Since the work of this article is motivated by the clinical question of proper treatment for Stage IIIB/IV NSCLC, as examined by several clinical trials conducted at the UNC Lineberger Comprehensive Cancer Center (LCCC), an important future application is to refine our model to more accurately reflect NSCLC and the associated treatment issues. The goal of this future study is to compare strategies for multiple lines of treatment for patients with advanced NSCLC who have not been treated previously with systemic therapy. In our future study we will apply reinforcement learning to discover individualized optimal regimens while restricting attention to first-line and second-line only, since there is only one approved agent (Erlotinib) indicated for third-line treatment [38].

First-line treatment primarily consists of platinum-based doublets that include cisplatin, gemcitabine, pemetrexed, paclitaxel, carboplatin or vinorelbine. Numerous studies have compared these various platinum doublets, the great majority of these trials have concluded that all such regimens are comparable in their clinical efficacy. As an example, see Scagliotti et al. [39]. Their study represents the largest number of patients entered into a single phase III study using either cisplatin + gemcitabine or cisplatin + pemetrexed regimen. Noninferiority was demonstrated because the median survival time was an identical 10.3 months in each arm. In addition to platinum-based doublets, some phase III studies have examined the efficacy of various targeted therapies. Bevacizumab plus paclitaxel + carboplatin in the treatment of selected patients with NSCLC showed a significant survival benefit [40], however, with the risk of increased treatment-related deaths. Cetuximab plus cisplatin + vinorelbine demonstrated superior survival in patients with advanced EGFR-detectable NSCLC [41]. The strategies of first-line therapy are essentially based on these four targeted combination therapies, the choice depends on a number of factors, including the patient's histology type, toxicity profile, smoking history, VEGF level, EGFR expression and race [39, 40, 41].

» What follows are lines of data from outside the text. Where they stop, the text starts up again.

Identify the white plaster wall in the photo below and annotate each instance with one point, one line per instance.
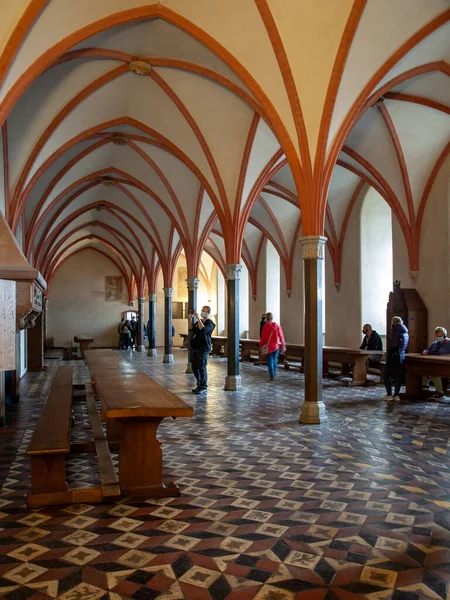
(243, 302)
(433, 281)
(343, 308)
(23, 354)
(77, 303)
(292, 309)
(400, 264)
(258, 305)
(273, 281)
(2, 178)
(376, 260)
(221, 304)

There are three agents approved for treating patients in a second-line regimen: docetaxel, pemetrexed, and erlotinib. Similar to the first-line regimen, these agents appear to have similar efficacies in terms of response and overall survival, but have significantly different toxicity profiles. The choice of agent also depends on many factors, including the patient's number of prior regimens, response to prior chemotherapy, the risk for neutropenia, EGFR expression, and patient preference [42, 43, 44, 45].

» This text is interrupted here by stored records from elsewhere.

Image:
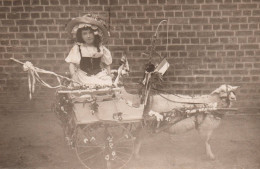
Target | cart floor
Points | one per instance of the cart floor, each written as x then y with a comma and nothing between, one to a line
106,110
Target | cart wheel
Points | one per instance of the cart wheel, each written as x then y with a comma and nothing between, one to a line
108,146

Due to the complexity of the biomarkers and unclear toxicities, the trial described here was motivated by the desire to compare those agents in a randomized fashion, and the belief that different combinations given between first-line and second-line may have interactive effects. Another very important factor omitted from the cancer treatment model given in this paper is the potentially enormous difference between reversible and irreversible toxicity. This difference will need to be incorporated in future studies on this topic. Despite the difficulty of discovering superior therapies, another primary challenge is to determine the optimal second-line regimen's starting time, either immediate or delayed after induction therapy, having the highest overall survival probability. Although Fidias et al. [44] provided some results to suggest that an immediate transition to second-line therapy may be optimal, whether these findings are specific to docetaxel or would hold true for other common second-line options such as pemetrexed or erlotinib remains unknown. Hence, optimal timing of second-line therapy with a non-cross-resistant agent is an important issue and still remains unclear. Furthermore, including biomarkers as covariates to assess possible effects, such as biomarker treatment interactions and biomarker second-line-timing interactions, is potentially useful. In our future research, a better understanding of prognostic factors is needed, and this may lead us to discover better individualized therapies using reinforcement learning. In addition to developing new treatments for non-small cell lung cancer, there is significant potential of the proposed strategy for developing personalized treatment strategies in other cancers, in cystic fibrosis, and in other acute and chronic diseases.